The Order additionally references disclosure controls claims against RRD under Exchange Act Rule 13a-15(a), on the grounds that that the company’s “cybersecurity procedures and controls were not designed to ensure all relevant information relating to alerts and incidents was reported to RRD’s disclosure decision-makers in a timely manner, and did not provide guidance regarding the personnel responsible for reporting such information to management.” The SEC concludes that this hindered the company’s ability to assess the Incident “from a disclosure perspective.”
In agreeing to the settlement, the company agreed to cease and desist from “committing or causing any violations and any future violations of Exchange Act Section 13(b)(2)(B) and Rule 13a-15(a)” and agreed to pay a $2.125 million fine.
Notably, two Commissioners publicly dissented from the Order, stating that by treating RRD’s computer systems as an asset subject to regulation by the SEC under the guise of “internal accounting controls,” the Order “ignores the distinction between internal accounting controls and broader administrative controls.” The dissent further condemns the Order, noting that “a broad interpretation of Section 13(b)(2)(B) to cover computer systems gives the Commission a hook to regulate public companies’ cybersecurity practices. Any departure from what the Commission deems to be appropriate cybersecurity policies could be deemed an internal accounting controls violation… While an enforcement action may be warranted in some circumstances, distorting a statutory provision to form the basis for such an action inappropriately amplifies a company’s harm from a cyberattack.”
Takeaways
- The order signals the SEC’s intent to expand the meaning of “accounting controls” to include what have been traditionally thought of as information security controls, such as the escalation process for handling incoming cyberthreat alerts and the management of internal and external cybersecurity personnel.
- While most (if not all) cyber-related enforcement actions have included disclosure controls related allegations, this appears to be the first time the SEC is explicitly policing a company’s cyber-related policies, practices, and personnel. This may be evidence that the SEC is continuing to stretch its oversight authority over SEC registrants and public companies.

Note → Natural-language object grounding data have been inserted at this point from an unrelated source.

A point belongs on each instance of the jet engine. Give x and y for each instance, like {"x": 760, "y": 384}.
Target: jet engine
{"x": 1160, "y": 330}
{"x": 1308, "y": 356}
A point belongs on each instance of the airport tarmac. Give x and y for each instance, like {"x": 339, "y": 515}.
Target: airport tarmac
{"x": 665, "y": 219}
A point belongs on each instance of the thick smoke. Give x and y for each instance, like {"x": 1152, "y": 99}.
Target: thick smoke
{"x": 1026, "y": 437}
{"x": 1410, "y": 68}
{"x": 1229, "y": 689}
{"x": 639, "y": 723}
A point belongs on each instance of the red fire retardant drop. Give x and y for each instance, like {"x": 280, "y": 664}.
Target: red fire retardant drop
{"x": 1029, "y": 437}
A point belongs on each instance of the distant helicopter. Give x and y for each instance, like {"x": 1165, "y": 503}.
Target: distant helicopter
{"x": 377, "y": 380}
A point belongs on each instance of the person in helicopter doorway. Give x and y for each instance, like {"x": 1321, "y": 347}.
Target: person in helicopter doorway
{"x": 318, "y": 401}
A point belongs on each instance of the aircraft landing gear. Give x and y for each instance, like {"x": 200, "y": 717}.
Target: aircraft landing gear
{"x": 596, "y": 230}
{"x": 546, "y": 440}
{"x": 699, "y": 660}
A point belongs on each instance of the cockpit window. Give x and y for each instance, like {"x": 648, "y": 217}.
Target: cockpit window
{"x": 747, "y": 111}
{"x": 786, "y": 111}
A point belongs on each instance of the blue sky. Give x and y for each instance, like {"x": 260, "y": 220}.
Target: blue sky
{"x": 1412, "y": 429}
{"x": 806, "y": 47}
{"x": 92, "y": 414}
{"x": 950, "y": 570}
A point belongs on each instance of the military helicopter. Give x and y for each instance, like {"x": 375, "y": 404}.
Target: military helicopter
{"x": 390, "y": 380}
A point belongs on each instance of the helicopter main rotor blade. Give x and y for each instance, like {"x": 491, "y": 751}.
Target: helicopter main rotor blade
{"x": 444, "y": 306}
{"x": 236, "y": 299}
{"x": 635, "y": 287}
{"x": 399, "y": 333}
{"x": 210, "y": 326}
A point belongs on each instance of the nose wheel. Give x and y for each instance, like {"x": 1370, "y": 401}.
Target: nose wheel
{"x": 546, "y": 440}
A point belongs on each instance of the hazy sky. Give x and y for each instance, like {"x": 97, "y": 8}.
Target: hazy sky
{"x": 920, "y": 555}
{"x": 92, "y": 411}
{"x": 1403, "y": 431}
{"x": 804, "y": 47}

- The order asserts that RRD held “sensitive” data, but does not focus on the type of data RRD held, or what information was actually accessed or exfiltrated during the Incident. The breadth of the SEC’s definition of “sensitive data” remains unclear.
- The Order provides no guidance about how broadly the SEC may apply the argument a company’s information technology systems and networks are company “assets.”
- This is the first SEC order in a cyber-related case to provide specific details about the company’s efforts to cooperate, including that the Company reported the Incident to SEC staff before its first Form 8-K disclosing the Incident, voluntarily revising its incident response policies, providing detailed explanations and summaries to the staff, and complying with several staff requests without requiring a subpoena. The SEC claims to have taken the company’s cooperation into account in reaching the settlement and fine amount.
- The penalty of just over $2 million is generally consistent with other recent cyber-related SEC settlements.